Mr. Rabindranath Tagore of Calcutta, India, delivered a lecture on "Man's Relation to the Universe" in Emerson J yesterday afternoon at 4.30 o'clock. Mr. Tagore is recognized as the leading scholar and poet of his country and is the author of many plays, essays, short stories, and poems.
He first compared the attitude of the West toward nature with that of India. In the West civilization developed in cities and thus nature came to be regarded as something hostile, to be conquered by force. In India, on the other hand, the first inhabitants lived in the forests, and thus the influence of nature was so strongly implanted in them that it was not effaced by centuries of city life. They realized that truth was not to be attained by acquiring land and knowledge, but by contact and harmony with all things. One people regards nature as an obstacle, the other as a road to its desires. The western attitude leads a man to forget his own position in the scheme of the infinite and to rely only upon himself, with the result certain disaster.
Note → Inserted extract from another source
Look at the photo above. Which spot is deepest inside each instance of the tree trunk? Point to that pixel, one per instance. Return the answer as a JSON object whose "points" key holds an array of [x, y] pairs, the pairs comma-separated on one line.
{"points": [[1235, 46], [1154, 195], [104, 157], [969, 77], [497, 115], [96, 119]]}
The conditions which confronted the ancient people of India greatly resembled those of the first settlers in America, but the aims and evolution of the two races were far different. America sought to produce perfect men, who should possess all knowledge and power; India sought to attain eternal peace and calm by perfect harmony with God and nature, even at the cost of worldly success.
For man to attain true success he must understand the relation and relative importance of one thing to another, and he must not sacrifice great things to a few narrow aims. Man can gain comprehension only by submitting absolutely to the doctrine of universal love and by subordinating himself to his proper place in the universe. To the philosopher, immortality is so real that he regards life and death not as matters of importance but as mere changes of state. In Mr. Tagore's own words, "To unite with all things is the essence of goodness and the keynote of our philosophy."